Climate change is known to affect some parts of the world more severely than others, such as developing countries being worse hit by droughts and famine. A new study, however, notes that the effects of weather events can reverberate all over the world.
Research from the Potsdam Institute for Climate Change in Germany suggested that globalization, which entails greater connectedness among nations, can lead to climate-related issues in one area to be felt throughout the globe.
“[P]roduction failure in poor countries can affect richer countries – and that is relevant information that needs to be investigated much more,” said study lead author and professor Anders Levermann.
In focusing on global supply chain, the team studied various intricate interconnections, such as nation A depending on nation B for a certain product supply, and Nation C supplying nation B with materials to create such product. They probed how specific climate-rooted supply chain disturbances might affect the entire network.
Rapid Globalization, Not Climate Itself
The researchers formed a model of an economic network worldwide, feeding it with data on global economic trade and daily temperatures from 1991 to 2011 in 186 countries. Analysis was focused on heat stress in mostly tropical regions, which are the hottest parts of Earth in the first place.
They analyzed first-order production losses, which are the direct impact of heat stress and its effects on a country’s laborers and higher-order losses, which comprise the cascading effects of numerous losses in the entire supply chain.
The discovery both first- and higher-order losses climbed during the period, but mostly from 2001 onwards.
This result appears to be at odds with temperature data, which drastically changed in the 1990s. While heat stress has resulted in first-order losses, the overall rise in global temperatures in the last decades did not appear to drive the increase in cascading trade effects observed.
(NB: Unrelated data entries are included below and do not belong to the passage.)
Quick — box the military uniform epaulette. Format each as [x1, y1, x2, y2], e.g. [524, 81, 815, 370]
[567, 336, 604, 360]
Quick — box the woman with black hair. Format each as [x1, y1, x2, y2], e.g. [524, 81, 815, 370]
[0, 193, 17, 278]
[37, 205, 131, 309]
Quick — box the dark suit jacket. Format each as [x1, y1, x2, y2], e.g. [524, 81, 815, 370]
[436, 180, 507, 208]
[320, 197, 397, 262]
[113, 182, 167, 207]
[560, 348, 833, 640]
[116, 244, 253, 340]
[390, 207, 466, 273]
Analyzing global network changes, on the other hand, led researchers to find greater global connectivity from 2001 to 2011, making them conclude that climate per se was not the largest influence in the increased climate-related production losses, but the recent intensification of globalization, making nations much more dependent on each other.
While climate disturbances give birth to the production losses, the single major factor in these losses’ cascading effect is globalization’s rise. Countries like India and China are more linked now to the rest of the world, cited Levermann.
Preventing Future Production Losses
In a business-as-usual climate situation until 2100, as the team simulated, the primary role of globalization will continue. In the 2011 economic network marked by the highest level of global connectivity, for instance, the study model suggested the highest level of production losses.
The researchers concluded that adaptation measures have to be established to prevent these types of production losses. Ideas include promoting greater storage – typically not favored because they mean cash just sitting around and not doing anything – in order to mitigate future losses.
Countries can also source the same product types from many different supplier countries in order to make up for disrupted supply.
The findings were detailed in the journal Sciences Advances.
Other feared effects of extreme weather conditions include drought and high temperatures triggering the accumulation of toxic components in crops. Food crops could be unleashing more chemical compounds proving hazardous to both humans and livestock, warned a United Nations report.